6 of 78 comments (clear)

  1. Smaller set? by xxxJonBoyxxx · · Score: 4, Interesting

    Since most viruses seem to hop from common mammals or birds (cow, pig, chicken, etc. - e.g., "Guns Germs Steel"), have we at least indexed those already?

    1. Re:Smaller set? by cusco · · Score: 4, Interesting

      Nope. We haven't even gotten a reasonable index of the various varieties of influenza, either porcine or avian. For that matter, I'm not really sure they've managed to collect all the different varieties of flu extant just in humans.

      --
      "Think about how stupid the average person is. Now, realise that half of them are dumber than that." - George Carlin
  2. Vaccines... by Anonymous Coward · · Score: 4, Insightful

    That's all fine and dandy and all, but remember, people are getting so stupid that they think vaccines are more sinister than the viral diseases they can prevent.

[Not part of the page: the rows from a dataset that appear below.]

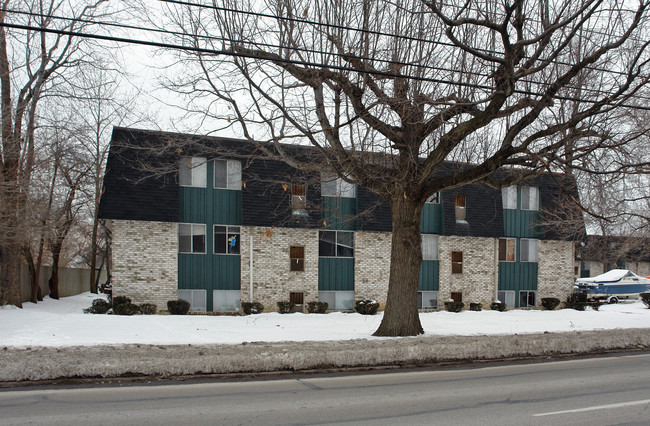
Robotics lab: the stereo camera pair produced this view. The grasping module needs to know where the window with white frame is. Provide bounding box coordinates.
[501,186,517,210]
[521,186,539,210]
[519,290,535,308]
[178,157,207,188]
[425,192,440,204]
[321,173,357,198]
[318,231,354,257]
[178,290,207,312]
[178,223,205,253]
[519,238,537,262]
[499,238,517,262]
[214,160,241,190]
[422,234,438,260]
[213,225,240,254]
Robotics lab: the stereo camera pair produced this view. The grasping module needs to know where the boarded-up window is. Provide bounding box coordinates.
[456,195,467,221]
[289,246,305,271]
[451,251,463,274]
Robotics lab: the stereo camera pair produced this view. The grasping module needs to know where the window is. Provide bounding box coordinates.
[456,195,466,222]
[521,186,539,210]
[519,290,535,308]
[451,251,463,274]
[178,290,207,312]
[214,225,241,254]
[422,234,438,260]
[321,173,357,198]
[214,160,241,190]
[178,223,205,253]
[519,238,537,262]
[291,184,307,215]
[497,290,515,308]
[425,192,440,204]
[499,238,517,262]
[289,246,305,271]
[501,186,517,209]
[178,157,207,188]
[318,231,354,257]
[212,290,241,312]
[418,291,438,309]
[318,291,354,311]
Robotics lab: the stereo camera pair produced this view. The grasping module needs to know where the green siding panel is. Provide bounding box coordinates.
[418,260,440,291]
[318,257,354,291]
[323,197,357,231]
[420,203,444,235]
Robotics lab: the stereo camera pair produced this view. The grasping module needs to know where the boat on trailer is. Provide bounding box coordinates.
[575,269,650,303]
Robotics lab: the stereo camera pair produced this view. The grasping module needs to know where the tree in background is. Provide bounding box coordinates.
[153,0,650,336]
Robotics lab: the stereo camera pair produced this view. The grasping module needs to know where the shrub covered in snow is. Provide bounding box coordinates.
[278,300,296,314]
[241,302,264,315]
[140,303,158,315]
[354,300,379,315]
[639,293,650,309]
[113,303,142,315]
[490,300,506,312]
[84,299,111,314]
[542,297,562,311]
[307,302,329,314]
[167,300,190,315]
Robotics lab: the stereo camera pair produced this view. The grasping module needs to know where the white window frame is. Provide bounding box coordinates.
[212,224,241,256]
[501,185,517,210]
[212,160,241,191]
[178,223,207,254]
[178,157,208,188]
[521,186,539,211]
[321,173,357,198]
[422,234,440,260]
[499,238,517,262]
[519,238,539,263]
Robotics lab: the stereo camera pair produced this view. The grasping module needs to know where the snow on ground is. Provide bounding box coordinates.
[0,293,650,348]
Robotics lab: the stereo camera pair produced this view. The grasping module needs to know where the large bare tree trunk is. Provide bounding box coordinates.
[374,196,424,336]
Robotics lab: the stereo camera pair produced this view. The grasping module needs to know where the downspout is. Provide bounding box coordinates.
[248,235,253,303]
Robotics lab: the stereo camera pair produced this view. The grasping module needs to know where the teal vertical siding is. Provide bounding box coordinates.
[420,202,445,235]
[318,257,354,291]
[323,197,357,231]
[178,162,242,311]
[418,260,440,291]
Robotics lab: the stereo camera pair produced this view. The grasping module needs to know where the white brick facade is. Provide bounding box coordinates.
[108,220,178,311]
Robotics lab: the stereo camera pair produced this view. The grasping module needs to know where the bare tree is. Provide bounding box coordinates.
[0,0,105,306]
[153,0,649,336]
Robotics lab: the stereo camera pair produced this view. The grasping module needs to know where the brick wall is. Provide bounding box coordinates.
[109,220,178,311]
[536,240,574,307]
[240,226,318,312]
[354,232,393,304]
[438,236,497,309]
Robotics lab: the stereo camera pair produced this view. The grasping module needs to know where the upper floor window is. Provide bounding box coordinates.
[214,160,241,190]
[291,184,307,215]
[521,186,539,210]
[422,234,438,260]
[501,186,517,210]
[456,195,467,222]
[178,223,205,253]
[425,192,440,204]
[519,238,537,262]
[178,157,207,188]
[318,231,354,257]
[321,173,357,198]
[499,238,517,262]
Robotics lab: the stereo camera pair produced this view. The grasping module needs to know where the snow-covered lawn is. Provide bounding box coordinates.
[0,293,650,347]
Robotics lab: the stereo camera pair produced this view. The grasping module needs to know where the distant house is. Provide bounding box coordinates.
[99,128,575,312]
[577,235,650,277]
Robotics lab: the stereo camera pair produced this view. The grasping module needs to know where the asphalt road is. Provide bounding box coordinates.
[0,354,650,426]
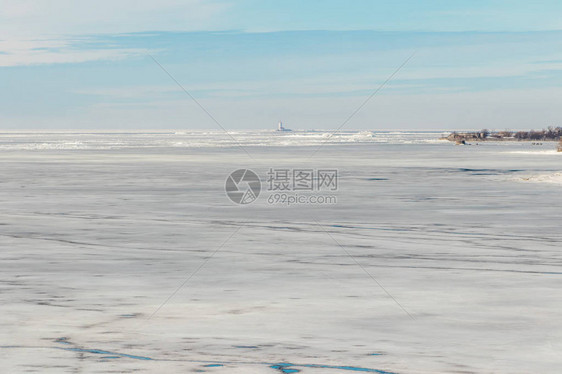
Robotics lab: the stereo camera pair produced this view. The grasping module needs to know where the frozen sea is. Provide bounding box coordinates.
[0,131,562,374]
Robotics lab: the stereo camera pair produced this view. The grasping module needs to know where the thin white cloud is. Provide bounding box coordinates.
[0,39,146,67]
[0,0,227,39]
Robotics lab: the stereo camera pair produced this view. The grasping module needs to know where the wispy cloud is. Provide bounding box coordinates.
[0,39,146,67]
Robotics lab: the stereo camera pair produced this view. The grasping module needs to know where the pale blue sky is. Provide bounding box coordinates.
[0,0,562,129]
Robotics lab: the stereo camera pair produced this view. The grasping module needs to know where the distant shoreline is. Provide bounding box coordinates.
[441,127,562,144]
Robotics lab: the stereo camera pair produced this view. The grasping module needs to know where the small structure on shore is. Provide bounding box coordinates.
[442,127,562,143]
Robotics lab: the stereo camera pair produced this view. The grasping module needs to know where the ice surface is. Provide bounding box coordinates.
[0,131,562,374]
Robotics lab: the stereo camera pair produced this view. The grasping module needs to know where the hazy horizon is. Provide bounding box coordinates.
[0,0,562,130]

Lets solve the problem of stupid people first, or just let them all die of measles++.

  3. Wishful Thinking by CanHasDIY · · Score: 4, Insightful

    In the lab, they could study the newfound viruses to see which are most likely to jump to humans and then prepare vaccines or drugs, he says. 'It would be the beginning of the end for pandemics.'

    No, it would just be yet another volley in the endless war of attrition that is the evolution of species... but I like your optimism.

    --
    An enigma, wrapped in a riddle, shrouded in bacon and cheese
    1. Re:Wishful Thinking by Anonymous Coward · · Score: 4, Interesting

      We aren't playing by the rules any more. We're _thinking_ about how to eradicate disease. In one generation we can come up with a plan, execute it, and see if it worked, whereas evolution takes many generations for each phase.

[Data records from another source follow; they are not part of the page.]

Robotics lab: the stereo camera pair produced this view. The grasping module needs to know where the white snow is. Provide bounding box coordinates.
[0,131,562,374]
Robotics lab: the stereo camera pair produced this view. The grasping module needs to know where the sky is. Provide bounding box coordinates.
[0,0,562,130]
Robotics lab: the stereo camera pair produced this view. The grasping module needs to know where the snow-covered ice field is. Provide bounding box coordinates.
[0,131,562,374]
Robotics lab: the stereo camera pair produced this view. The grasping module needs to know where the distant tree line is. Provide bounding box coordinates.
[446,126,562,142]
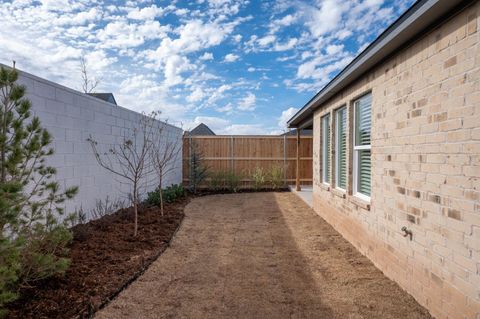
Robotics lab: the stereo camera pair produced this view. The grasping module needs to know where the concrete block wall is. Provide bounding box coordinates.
[11,67,183,220]
[313,1,480,319]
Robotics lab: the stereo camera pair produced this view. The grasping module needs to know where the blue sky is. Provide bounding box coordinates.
[0,0,414,134]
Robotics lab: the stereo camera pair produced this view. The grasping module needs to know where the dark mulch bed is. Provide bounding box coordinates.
[195,187,290,196]
[8,198,190,319]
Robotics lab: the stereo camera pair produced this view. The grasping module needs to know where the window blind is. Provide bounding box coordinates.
[322,115,330,183]
[354,94,372,197]
[335,107,347,189]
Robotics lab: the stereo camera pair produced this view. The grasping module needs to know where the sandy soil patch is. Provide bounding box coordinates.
[96,193,430,319]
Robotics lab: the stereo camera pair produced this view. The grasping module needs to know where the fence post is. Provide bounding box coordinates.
[230,135,235,174]
[295,128,302,192]
[283,134,287,185]
[188,134,193,189]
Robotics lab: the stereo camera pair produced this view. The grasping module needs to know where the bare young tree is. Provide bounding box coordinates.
[80,55,101,93]
[150,123,182,216]
[87,112,157,237]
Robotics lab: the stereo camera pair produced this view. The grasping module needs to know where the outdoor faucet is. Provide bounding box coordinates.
[402,226,413,240]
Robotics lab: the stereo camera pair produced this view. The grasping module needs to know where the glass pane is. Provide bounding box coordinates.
[355,94,372,146]
[322,115,330,183]
[336,107,347,189]
[357,150,371,196]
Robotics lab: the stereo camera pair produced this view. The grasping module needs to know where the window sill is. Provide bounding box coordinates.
[332,188,347,199]
[349,195,370,210]
[320,183,330,192]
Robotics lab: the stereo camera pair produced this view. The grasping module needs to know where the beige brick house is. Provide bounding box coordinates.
[289,0,480,319]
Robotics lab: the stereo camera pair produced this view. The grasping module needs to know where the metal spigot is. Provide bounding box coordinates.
[402,226,413,240]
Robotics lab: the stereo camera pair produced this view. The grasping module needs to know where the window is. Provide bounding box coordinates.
[335,106,347,190]
[353,94,372,200]
[322,114,330,184]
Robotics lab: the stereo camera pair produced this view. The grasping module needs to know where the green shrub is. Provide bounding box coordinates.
[0,67,78,316]
[146,184,186,206]
[252,166,268,190]
[208,171,225,191]
[268,165,285,189]
[225,172,242,193]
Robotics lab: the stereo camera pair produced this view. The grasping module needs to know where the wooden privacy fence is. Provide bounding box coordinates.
[183,135,312,187]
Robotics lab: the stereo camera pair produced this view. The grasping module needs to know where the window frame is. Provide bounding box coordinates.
[320,113,332,186]
[352,92,372,202]
[335,105,348,192]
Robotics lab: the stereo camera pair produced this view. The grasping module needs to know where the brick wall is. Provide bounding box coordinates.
[12,68,183,220]
[313,1,480,319]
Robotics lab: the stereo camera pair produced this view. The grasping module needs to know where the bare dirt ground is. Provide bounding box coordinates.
[96,193,430,319]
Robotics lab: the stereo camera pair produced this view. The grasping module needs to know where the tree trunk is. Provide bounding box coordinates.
[133,186,138,237]
[160,187,163,216]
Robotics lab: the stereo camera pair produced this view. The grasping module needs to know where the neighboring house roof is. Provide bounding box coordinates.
[87,93,117,105]
[288,0,473,127]
[280,128,313,136]
[188,123,216,135]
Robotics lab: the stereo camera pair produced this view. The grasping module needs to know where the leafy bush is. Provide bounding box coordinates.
[268,165,285,189]
[0,67,78,316]
[252,166,268,190]
[91,196,125,219]
[146,184,186,206]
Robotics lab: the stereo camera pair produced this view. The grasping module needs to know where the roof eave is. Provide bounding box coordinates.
[287,0,471,128]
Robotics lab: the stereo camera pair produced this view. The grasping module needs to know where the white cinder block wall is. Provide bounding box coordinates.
[13,68,183,217]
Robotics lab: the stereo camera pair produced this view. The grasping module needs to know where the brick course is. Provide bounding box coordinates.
[313,1,480,319]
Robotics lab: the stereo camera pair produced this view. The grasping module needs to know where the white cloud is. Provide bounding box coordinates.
[326,44,344,55]
[307,0,345,37]
[217,103,233,114]
[238,92,257,111]
[127,5,165,20]
[224,53,240,62]
[187,87,205,102]
[257,34,277,47]
[200,52,213,61]
[270,14,297,34]
[233,34,242,43]
[274,38,298,51]
[278,107,298,130]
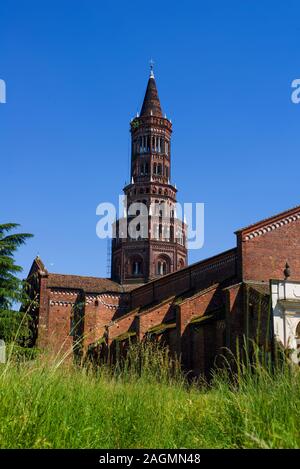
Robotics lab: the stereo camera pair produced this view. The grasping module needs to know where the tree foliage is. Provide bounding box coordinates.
[0,223,32,342]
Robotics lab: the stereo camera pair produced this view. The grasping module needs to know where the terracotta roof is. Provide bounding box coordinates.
[47,273,136,293]
[235,205,300,234]
[140,76,162,117]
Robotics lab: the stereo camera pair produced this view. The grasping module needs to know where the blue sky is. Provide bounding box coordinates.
[0,0,300,276]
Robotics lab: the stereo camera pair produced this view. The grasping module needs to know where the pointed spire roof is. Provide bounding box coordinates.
[140,63,162,117]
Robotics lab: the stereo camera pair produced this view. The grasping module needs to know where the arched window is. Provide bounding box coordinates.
[170,225,174,241]
[130,256,143,276]
[156,256,170,275]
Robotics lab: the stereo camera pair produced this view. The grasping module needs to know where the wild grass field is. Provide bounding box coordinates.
[0,347,300,449]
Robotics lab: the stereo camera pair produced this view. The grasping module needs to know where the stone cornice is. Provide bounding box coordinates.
[243,210,300,241]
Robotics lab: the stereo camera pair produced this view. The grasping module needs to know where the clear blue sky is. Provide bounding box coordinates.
[0,0,300,276]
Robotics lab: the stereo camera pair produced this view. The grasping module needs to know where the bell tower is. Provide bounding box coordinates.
[111,64,187,284]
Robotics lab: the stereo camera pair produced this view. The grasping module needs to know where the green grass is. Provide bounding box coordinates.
[0,347,300,448]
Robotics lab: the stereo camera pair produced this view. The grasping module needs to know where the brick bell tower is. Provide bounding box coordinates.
[111,65,187,284]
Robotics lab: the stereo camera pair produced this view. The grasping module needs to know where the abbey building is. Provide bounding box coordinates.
[27,71,300,376]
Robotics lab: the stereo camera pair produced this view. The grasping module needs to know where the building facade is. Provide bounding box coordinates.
[27,68,300,376]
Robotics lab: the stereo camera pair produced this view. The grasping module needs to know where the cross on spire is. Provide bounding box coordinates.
[149,59,154,78]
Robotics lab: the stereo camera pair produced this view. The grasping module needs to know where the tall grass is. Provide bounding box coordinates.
[0,345,300,448]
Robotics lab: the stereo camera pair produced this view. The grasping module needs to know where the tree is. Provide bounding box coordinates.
[0,223,33,342]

      Multicellular parasites probably took millions of years to figure out how to parasatise our distant ancestors, and have been evolving along with us ever since... until the last couple of centuries when we've begun systematically killing them off. Guinea Worm is almost gone for example, there are less Guinea Worms (we're their only adult stage host) than there are tigers in the world and while we're actively protecting tigers we have a multi-million dollar world programme to drive the Guinea Worm extinct.

      Most diseases targeted for world eradication today are human diseases, there are half a dozen or so, plus we already killed off one human (Smallpox) and one non-human (Rinderpest) disease organism. But in the richer industrialised countries where dozens of illnesses were already eradicated (we almost got Measles, if not for the stupid half-fit antivacc people we'd have done it in Europe and North America) there are also cattle and pet diseases being wiped out.

  4. Re:go ahead, make my end-of-days by MightyMartian · · Score: 4, Insightful

    Hey, I have an idea. Let's all firmly lodge our heads up our asses and make believe that not studying potential health threats means there won't be any health threats.

    --
    The world's burning. Moped Jesus spotted on I50. Details at 11.